L’intéressé peut toujours intervenir à l’instance engagée par le syndicat et y mettre fin à tout moment.
 »

Le syndicat CGT Intertechnique avait engagé en 2006 une action prud’homale en faveur d’une salariée victime d’une situation de harcèlement moral et dont le contrat avait été rompu en cours de période d’essai peu de temps après qu’elle se soit plainte de cette situation auprès de l’employeur. Les efforts du syndicat CGT efforts n’étaient pas véritablement encouragés par les juridictions du fond obligeant la Cour de cassation à intervenir par un arrêt du 03 novembre 2010 :

« Attendu que pour débouter de ses demandes le syndicat CGT Intertechnique, se substituant à Mme X... sur le fondement de l’article L. 1154-2 du code du travail, l’arrêt retient que les certificats et attestations décrivant une souffrance secondaire à une maltraitance sur le lieu de travail et rapportant que Mme X... avait été ramenée chez elle en pleurs et souffrant de nausées et qu’elle avait confié en pleurant que le docteur Z... la critiquait sans arrêt, n’établissent pas la réalité du harcèlement allégué ;

Qu’en statuant ainsi alors que ces éléments étaient suffisants pour faire présumer l’existence d’un harcèlement moral, de sorte qu’il appartenait à l’employeur de prouver que les agissements qui étaient reprochés au supérieur hiérarchique de Mme X... étaient étrangers à tout harcèlement, la cour d’appel a violé le texte susvisé ».

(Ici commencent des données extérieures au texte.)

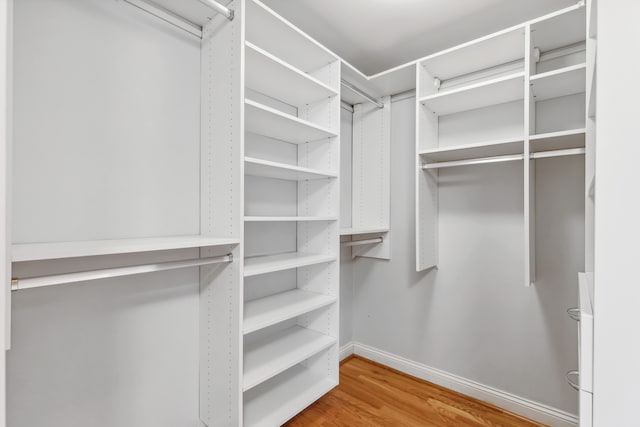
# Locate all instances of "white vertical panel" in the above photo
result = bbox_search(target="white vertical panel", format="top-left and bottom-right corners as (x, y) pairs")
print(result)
(351, 96), (391, 259)
(200, 0), (244, 426)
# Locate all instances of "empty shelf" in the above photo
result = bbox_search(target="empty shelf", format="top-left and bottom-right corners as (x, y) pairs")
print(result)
(420, 72), (524, 116)
(245, 99), (337, 144)
(244, 216), (337, 222)
(420, 139), (524, 162)
(242, 326), (336, 391)
(244, 252), (336, 277)
(244, 365), (338, 427)
(12, 236), (240, 262)
(243, 289), (336, 334)
(340, 227), (389, 236)
(245, 42), (337, 106)
(531, 64), (586, 101)
(244, 157), (337, 181)
(529, 129), (585, 153)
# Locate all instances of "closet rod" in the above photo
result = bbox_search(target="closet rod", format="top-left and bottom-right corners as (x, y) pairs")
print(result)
(340, 237), (383, 248)
(340, 79), (384, 108)
(422, 148), (585, 169)
(11, 254), (233, 291)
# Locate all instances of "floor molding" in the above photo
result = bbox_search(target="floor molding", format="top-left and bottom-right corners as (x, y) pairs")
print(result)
(340, 342), (578, 427)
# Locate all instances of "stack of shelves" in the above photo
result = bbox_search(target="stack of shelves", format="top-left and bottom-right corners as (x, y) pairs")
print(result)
(242, 0), (340, 426)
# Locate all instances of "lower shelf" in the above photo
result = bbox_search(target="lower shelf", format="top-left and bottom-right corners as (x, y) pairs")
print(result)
(242, 326), (336, 391)
(244, 365), (338, 427)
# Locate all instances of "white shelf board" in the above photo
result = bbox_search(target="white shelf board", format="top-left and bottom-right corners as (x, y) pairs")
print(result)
(11, 236), (240, 262)
(245, 42), (337, 106)
(242, 289), (336, 335)
(340, 227), (389, 236)
(245, 99), (337, 144)
(419, 25), (525, 80)
(531, 5), (587, 53)
(244, 365), (338, 427)
(244, 157), (338, 181)
(420, 72), (524, 116)
(244, 252), (336, 277)
(531, 63), (587, 102)
(242, 326), (336, 391)
(420, 138), (524, 162)
(529, 128), (585, 153)
(244, 216), (338, 222)
(245, 0), (338, 72)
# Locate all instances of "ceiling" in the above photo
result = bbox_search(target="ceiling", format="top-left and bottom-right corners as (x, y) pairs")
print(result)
(262, 0), (577, 75)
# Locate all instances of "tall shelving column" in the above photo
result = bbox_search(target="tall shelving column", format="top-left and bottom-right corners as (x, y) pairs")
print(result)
(242, 0), (340, 426)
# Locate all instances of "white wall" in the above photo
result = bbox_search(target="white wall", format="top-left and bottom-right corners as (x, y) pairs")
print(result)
(353, 98), (584, 414)
(593, 0), (640, 427)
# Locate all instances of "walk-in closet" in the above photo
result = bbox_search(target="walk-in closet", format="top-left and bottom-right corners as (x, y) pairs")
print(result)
(0, 0), (640, 427)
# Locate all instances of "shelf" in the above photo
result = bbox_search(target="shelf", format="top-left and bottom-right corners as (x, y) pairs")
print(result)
(529, 128), (585, 153)
(245, 0), (338, 73)
(245, 42), (338, 106)
(420, 72), (524, 116)
(531, 63), (587, 102)
(244, 252), (336, 277)
(242, 326), (336, 391)
(420, 139), (524, 162)
(244, 157), (338, 181)
(340, 227), (389, 236)
(245, 99), (337, 144)
(419, 26), (525, 80)
(244, 216), (338, 222)
(244, 365), (338, 427)
(11, 236), (240, 262)
(243, 289), (336, 335)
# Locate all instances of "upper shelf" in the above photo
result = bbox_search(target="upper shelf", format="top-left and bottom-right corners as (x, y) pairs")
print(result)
(531, 63), (586, 101)
(419, 26), (525, 80)
(420, 138), (524, 162)
(529, 128), (585, 153)
(244, 157), (338, 181)
(245, 42), (337, 106)
(420, 72), (524, 116)
(246, 0), (338, 73)
(245, 99), (337, 144)
(11, 236), (240, 262)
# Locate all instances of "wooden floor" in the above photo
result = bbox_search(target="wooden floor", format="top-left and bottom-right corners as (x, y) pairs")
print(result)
(285, 356), (543, 427)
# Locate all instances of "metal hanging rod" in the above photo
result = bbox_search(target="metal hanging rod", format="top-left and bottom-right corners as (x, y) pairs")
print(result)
(340, 79), (384, 108)
(422, 148), (585, 169)
(124, 0), (235, 38)
(340, 237), (384, 248)
(11, 254), (233, 291)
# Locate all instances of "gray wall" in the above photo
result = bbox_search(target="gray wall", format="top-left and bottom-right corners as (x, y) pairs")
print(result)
(341, 98), (584, 413)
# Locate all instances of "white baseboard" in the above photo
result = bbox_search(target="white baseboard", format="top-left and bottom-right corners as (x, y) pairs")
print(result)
(340, 342), (578, 427)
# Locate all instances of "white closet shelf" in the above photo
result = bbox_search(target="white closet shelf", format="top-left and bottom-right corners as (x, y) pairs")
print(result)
(245, 42), (338, 106)
(243, 289), (336, 335)
(420, 72), (524, 116)
(420, 138), (524, 162)
(11, 235), (240, 262)
(340, 227), (389, 236)
(244, 365), (338, 427)
(529, 128), (585, 153)
(244, 157), (338, 181)
(531, 63), (587, 102)
(244, 216), (338, 222)
(242, 326), (336, 391)
(246, 0), (338, 73)
(531, 5), (587, 53)
(245, 99), (337, 144)
(244, 252), (336, 277)
(420, 26), (524, 80)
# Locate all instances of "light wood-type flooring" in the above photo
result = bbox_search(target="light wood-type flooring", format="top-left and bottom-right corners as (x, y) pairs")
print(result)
(285, 356), (543, 427)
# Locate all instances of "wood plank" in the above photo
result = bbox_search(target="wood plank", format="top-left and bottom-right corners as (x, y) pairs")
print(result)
(285, 356), (543, 427)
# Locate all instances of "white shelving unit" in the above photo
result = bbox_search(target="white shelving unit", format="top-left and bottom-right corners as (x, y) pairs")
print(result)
(242, 0), (340, 427)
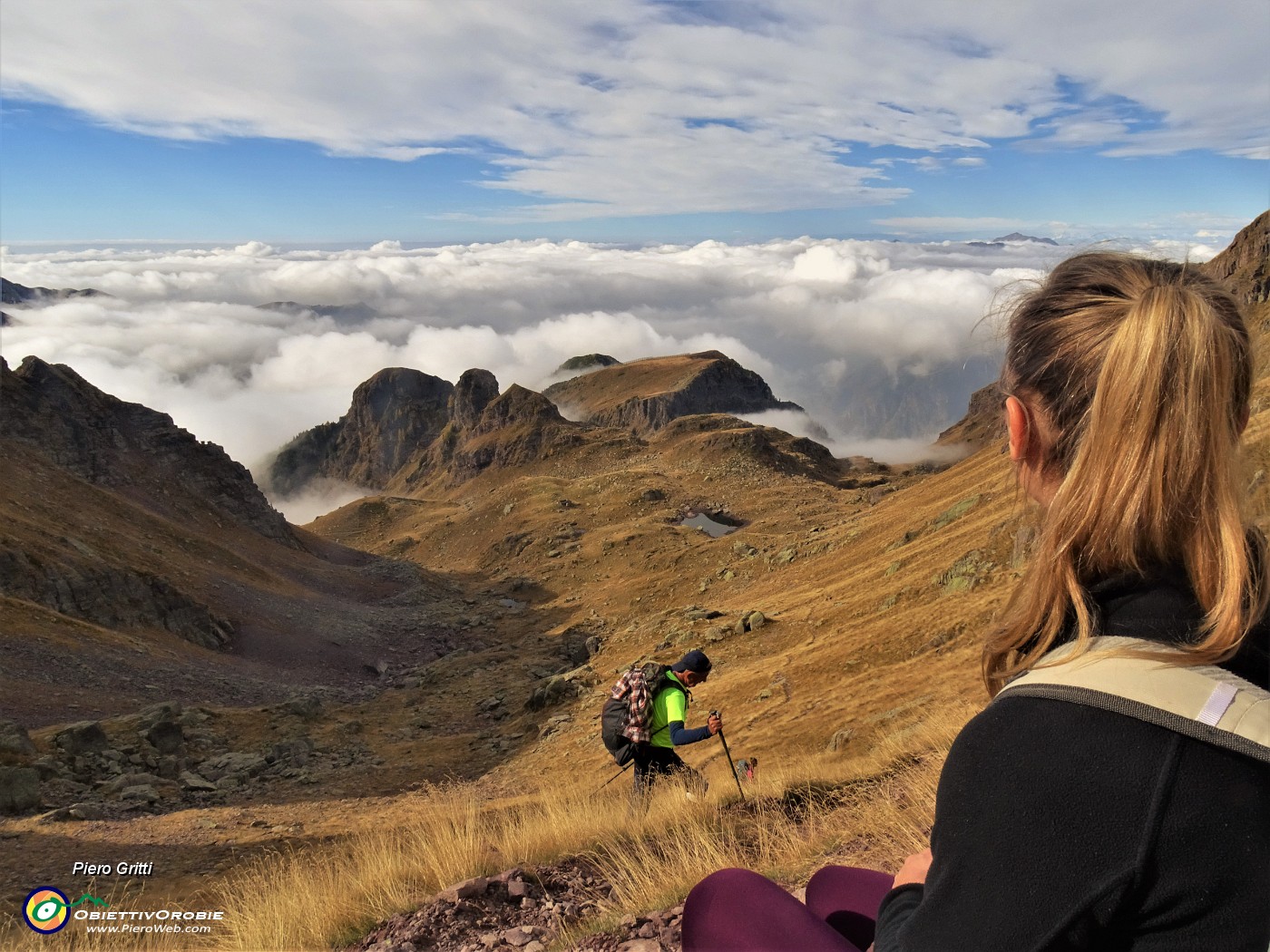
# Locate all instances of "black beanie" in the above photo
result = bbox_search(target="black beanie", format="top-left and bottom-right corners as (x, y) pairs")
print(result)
(670, 648), (710, 676)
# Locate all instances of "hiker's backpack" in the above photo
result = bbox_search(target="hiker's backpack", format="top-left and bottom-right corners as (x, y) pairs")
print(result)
(600, 661), (687, 767)
(997, 636), (1270, 763)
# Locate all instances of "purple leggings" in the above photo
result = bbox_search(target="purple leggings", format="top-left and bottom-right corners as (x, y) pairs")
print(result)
(683, 866), (892, 952)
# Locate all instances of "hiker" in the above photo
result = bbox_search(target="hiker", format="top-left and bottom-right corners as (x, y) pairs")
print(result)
(683, 253), (1270, 952)
(634, 648), (723, 793)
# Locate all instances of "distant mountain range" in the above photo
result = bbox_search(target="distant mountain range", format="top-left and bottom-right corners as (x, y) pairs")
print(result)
(966, 231), (1058, 248)
(264, 350), (832, 496)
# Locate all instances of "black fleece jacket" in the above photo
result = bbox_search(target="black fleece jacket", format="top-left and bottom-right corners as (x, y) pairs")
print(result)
(875, 571), (1270, 952)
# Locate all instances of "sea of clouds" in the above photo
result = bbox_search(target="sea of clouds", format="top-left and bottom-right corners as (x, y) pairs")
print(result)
(0, 238), (1212, 518)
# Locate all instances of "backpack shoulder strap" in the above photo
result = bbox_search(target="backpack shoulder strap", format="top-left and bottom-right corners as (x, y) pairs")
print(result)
(997, 636), (1270, 763)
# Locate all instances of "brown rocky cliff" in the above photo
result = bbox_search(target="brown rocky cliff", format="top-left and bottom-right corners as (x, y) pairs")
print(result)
(0, 356), (298, 549)
(450, 384), (591, 483)
(267, 367), (459, 495)
(543, 350), (803, 434)
(1200, 210), (1270, 305)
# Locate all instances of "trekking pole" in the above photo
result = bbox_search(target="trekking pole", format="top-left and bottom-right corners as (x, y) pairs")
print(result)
(710, 711), (746, 803)
(596, 761), (635, 793)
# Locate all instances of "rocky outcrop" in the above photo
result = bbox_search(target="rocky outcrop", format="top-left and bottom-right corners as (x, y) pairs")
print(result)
(0, 278), (111, 305)
(0, 356), (298, 547)
(934, 382), (1006, 447)
(266, 367), (454, 496)
(1200, 210), (1270, 304)
(543, 350), (803, 434)
(450, 384), (584, 482)
(268, 368), (624, 495)
(450, 369), (498, 431)
(555, 355), (621, 374)
(0, 549), (234, 648)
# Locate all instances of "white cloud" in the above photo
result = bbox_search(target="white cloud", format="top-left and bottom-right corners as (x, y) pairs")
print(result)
(3, 238), (1049, 474)
(0, 0), (1270, 219)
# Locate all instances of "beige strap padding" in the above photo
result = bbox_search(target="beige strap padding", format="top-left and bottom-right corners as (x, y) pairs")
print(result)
(998, 636), (1270, 750)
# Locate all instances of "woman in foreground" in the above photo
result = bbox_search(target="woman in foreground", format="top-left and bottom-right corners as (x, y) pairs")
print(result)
(683, 254), (1270, 952)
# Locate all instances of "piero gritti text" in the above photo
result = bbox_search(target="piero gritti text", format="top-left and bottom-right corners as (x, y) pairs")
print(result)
(71, 863), (155, 876)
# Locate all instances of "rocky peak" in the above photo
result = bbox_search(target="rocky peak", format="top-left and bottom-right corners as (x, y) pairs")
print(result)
(555, 355), (621, 374)
(471, 384), (565, 437)
(0, 356), (298, 547)
(450, 368), (498, 431)
(543, 350), (803, 432)
(268, 367), (454, 495)
(0, 278), (111, 305)
(1200, 210), (1270, 304)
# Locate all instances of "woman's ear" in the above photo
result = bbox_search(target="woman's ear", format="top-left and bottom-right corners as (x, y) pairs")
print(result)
(1006, 396), (1032, 463)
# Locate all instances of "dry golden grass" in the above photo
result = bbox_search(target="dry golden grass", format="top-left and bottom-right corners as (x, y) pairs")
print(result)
(0, 707), (972, 952)
(215, 708), (971, 949)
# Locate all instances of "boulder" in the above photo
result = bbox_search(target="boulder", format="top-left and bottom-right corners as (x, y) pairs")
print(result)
(141, 721), (185, 754)
(54, 721), (109, 756)
(0, 720), (35, 756)
(178, 771), (217, 793)
(0, 767), (41, 813)
(438, 876), (489, 902)
(102, 773), (159, 793)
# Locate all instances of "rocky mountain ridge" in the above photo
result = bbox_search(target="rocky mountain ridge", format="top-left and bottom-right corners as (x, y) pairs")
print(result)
(542, 350), (803, 435)
(0, 278), (111, 305)
(264, 352), (828, 496)
(0, 356), (298, 547)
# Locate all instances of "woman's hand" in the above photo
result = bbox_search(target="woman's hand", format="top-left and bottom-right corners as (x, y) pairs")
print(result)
(890, 847), (931, 889)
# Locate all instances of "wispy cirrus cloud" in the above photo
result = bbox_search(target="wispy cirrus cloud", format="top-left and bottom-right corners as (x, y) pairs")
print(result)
(0, 0), (1270, 221)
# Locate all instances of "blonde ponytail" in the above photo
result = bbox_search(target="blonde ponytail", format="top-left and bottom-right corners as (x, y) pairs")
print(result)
(983, 254), (1267, 693)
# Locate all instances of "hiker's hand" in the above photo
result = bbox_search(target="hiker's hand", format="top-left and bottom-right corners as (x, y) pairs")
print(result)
(892, 847), (931, 889)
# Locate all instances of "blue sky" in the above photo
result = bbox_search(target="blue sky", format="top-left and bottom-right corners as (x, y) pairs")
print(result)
(0, 0), (1270, 248)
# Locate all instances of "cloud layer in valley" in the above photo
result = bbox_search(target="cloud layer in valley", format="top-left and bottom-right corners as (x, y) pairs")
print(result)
(3, 238), (1214, 510)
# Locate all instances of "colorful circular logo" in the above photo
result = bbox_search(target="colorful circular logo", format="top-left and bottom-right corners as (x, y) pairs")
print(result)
(22, 886), (70, 936)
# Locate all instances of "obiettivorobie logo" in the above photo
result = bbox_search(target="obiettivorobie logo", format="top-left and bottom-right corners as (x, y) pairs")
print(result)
(22, 886), (111, 936)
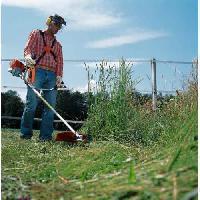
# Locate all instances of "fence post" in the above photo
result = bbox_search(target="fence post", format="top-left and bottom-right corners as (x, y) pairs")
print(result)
(151, 58), (157, 111)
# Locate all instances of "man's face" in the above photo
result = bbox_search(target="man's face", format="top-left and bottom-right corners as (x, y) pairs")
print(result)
(49, 21), (62, 34)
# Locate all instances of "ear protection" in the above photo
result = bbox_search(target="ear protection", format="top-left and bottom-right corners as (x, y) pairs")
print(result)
(46, 16), (52, 26)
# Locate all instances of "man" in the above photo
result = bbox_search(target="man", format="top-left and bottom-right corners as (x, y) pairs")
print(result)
(20, 15), (66, 141)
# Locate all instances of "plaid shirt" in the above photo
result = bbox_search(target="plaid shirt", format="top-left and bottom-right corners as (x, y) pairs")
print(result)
(24, 30), (63, 76)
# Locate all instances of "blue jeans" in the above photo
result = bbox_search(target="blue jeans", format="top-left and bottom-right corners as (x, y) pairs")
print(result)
(21, 68), (57, 140)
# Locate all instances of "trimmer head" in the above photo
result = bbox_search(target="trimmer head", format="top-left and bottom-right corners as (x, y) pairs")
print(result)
(55, 131), (92, 143)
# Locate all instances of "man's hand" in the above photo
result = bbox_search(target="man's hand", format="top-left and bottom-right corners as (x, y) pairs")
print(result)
(56, 76), (62, 88)
(24, 54), (35, 67)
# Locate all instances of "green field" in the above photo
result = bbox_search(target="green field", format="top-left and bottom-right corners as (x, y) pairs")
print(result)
(1, 62), (198, 200)
(1, 108), (197, 200)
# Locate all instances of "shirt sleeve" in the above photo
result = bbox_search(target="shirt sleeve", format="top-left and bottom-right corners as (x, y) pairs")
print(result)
(56, 43), (63, 77)
(24, 30), (38, 56)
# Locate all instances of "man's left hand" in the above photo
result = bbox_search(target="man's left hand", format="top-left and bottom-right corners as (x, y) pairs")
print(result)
(56, 76), (62, 88)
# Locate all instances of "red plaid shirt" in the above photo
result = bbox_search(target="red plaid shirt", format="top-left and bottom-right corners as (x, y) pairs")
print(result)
(24, 30), (63, 76)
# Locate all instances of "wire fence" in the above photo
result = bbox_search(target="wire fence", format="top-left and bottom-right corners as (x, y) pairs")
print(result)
(1, 58), (198, 120)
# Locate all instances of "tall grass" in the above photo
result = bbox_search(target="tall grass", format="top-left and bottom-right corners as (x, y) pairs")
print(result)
(83, 60), (197, 145)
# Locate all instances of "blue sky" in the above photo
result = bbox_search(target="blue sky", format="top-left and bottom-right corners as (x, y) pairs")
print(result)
(1, 0), (198, 100)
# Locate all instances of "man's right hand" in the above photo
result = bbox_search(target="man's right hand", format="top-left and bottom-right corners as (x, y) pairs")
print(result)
(24, 54), (35, 67)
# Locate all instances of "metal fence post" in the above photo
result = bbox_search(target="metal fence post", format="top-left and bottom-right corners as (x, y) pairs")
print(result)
(151, 58), (157, 111)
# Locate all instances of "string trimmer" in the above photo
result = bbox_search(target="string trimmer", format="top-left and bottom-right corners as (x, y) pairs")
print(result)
(9, 60), (91, 143)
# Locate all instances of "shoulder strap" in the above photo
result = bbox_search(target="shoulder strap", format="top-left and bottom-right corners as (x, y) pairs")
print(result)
(39, 30), (46, 46)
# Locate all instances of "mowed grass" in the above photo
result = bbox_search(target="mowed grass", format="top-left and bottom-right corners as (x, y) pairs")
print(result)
(1, 108), (198, 200)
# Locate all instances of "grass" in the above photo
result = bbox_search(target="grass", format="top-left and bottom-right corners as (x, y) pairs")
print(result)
(1, 62), (198, 200)
(2, 108), (197, 200)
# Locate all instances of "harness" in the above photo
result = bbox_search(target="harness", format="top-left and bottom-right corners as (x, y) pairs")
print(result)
(28, 30), (57, 84)
(35, 30), (56, 65)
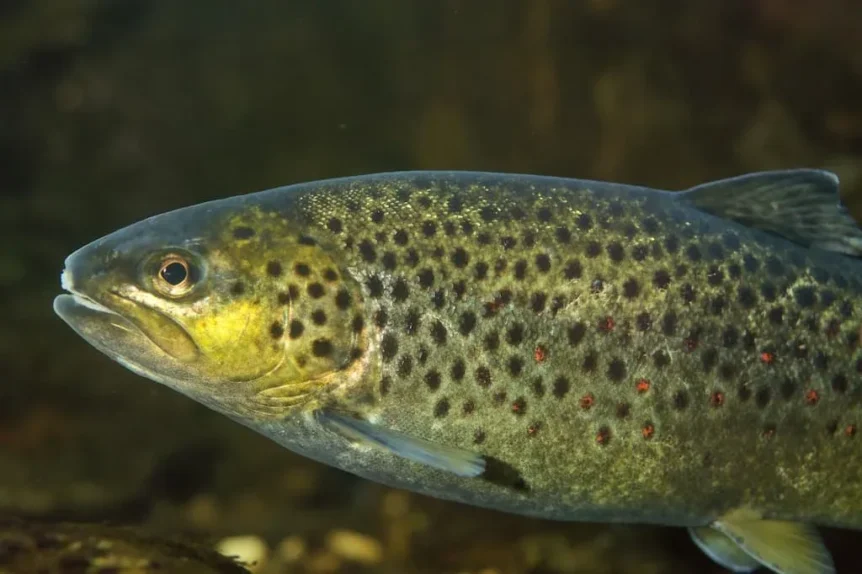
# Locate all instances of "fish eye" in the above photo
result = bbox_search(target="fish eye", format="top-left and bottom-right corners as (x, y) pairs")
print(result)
(155, 255), (193, 297)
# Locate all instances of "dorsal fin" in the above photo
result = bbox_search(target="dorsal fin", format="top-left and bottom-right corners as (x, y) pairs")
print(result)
(678, 169), (862, 257)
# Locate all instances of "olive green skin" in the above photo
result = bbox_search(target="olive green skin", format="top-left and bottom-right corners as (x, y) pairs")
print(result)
(64, 172), (862, 528)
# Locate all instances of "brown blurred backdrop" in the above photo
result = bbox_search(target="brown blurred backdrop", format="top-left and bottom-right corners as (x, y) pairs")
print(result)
(0, 0), (862, 574)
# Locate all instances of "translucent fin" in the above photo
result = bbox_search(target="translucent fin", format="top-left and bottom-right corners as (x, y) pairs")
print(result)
(713, 510), (835, 574)
(315, 410), (485, 477)
(678, 169), (862, 257)
(688, 526), (760, 572)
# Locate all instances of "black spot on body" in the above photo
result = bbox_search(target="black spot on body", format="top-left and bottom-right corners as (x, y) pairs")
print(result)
(706, 265), (724, 286)
(635, 312), (652, 331)
(380, 333), (398, 363)
(424, 369), (440, 391)
(673, 390), (689, 411)
(476, 367), (491, 389)
(287, 319), (305, 339)
(233, 226), (254, 239)
(506, 357), (524, 377)
(380, 251), (398, 271)
(581, 351), (599, 373)
(563, 259), (583, 279)
(623, 277), (640, 299)
(269, 321), (284, 339)
(449, 359), (467, 382)
(305, 283), (326, 299)
(506, 324), (524, 346)
(473, 261), (488, 281)
(554, 226), (572, 243)
(398, 355), (413, 378)
(266, 261), (282, 277)
(551, 377), (570, 399)
(661, 311), (677, 337)
(311, 339), (333, 357)
(311, 309), (326, 325)
(365, 275), (383, 299)
(458, 311), (476, 337)
(359, 239), (377, 263)
(434, 398), (449, 419)
(335, 289), (350, 311)
(608, 359), (626, 383)
(768, 307), (784, 325)
(422, 221), (437, 237)
(326, 217), (344, 233)
(431, 321), (447, 345)
(515, 259), (527, 281)
(652, 269), (670, 289)
(608, 241), (625, 263)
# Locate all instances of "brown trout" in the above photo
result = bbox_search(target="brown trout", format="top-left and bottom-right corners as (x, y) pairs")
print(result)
(54, 170), (862, 574)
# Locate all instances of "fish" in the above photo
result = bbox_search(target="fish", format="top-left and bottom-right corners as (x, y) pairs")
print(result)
(54, 169), (862, 574)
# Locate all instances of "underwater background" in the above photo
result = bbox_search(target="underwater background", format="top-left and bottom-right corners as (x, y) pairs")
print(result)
(0, 0), (862, 574)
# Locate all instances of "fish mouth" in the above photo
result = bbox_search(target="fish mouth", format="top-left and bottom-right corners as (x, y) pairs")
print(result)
(53, 271), (191, 383)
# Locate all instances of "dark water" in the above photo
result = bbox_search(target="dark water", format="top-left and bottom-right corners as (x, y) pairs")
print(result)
(0, 0), (862, 574)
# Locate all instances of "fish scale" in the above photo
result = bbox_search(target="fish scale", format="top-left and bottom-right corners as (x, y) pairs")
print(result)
(55, 170), (862, 573)
(296, 178), (860, 519)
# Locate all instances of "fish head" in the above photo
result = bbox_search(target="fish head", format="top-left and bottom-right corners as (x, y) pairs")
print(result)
(54, 200), (365, 418)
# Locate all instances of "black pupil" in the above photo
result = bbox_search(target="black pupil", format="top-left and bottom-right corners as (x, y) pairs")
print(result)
(161, 261), (189, 286)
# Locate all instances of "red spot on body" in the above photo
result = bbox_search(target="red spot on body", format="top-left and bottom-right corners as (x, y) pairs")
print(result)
(641, 423), (655, 440)
(533, 345), (548, 363)
(599, 315), (616, 333)
(596, 427), (611, 445)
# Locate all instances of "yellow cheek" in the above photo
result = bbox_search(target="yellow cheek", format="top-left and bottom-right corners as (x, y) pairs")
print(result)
(192, 301), (281, 363)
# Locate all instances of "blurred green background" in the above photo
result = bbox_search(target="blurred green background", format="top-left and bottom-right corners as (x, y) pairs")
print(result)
(0, 0), (862, 574)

C’est ainsi que par arrêt du 30 novembre 2011, la cour d’appel de renvoi ( Versailles autrement composée ), reconnaissait la situation de harcèlement moral et prononçait diverses condamnations à l’encontre de la société Intertechnique et de la personne qui avait commis les actes de harcèlement.

L’intérêt de cette arrêt est surtout de reconnaître que la rupture d’une période d’essai peut être est nulle et de nul effet comme procédant en réalité d’une cause illicite liée à la dénonciation par la salariée de la situation de harcèlement moral quelques jours avant la rupture.

Saluons la persévérance du syndicat CGT Intertechnique et de son représentant qui ont su obtenir par leurs seuls moyens un tel succès lequel servira à beaucoup d’autres salariés. Ceci démontre encore une fois que l’activité juridique doit être un moyen d’action syndicale majeur.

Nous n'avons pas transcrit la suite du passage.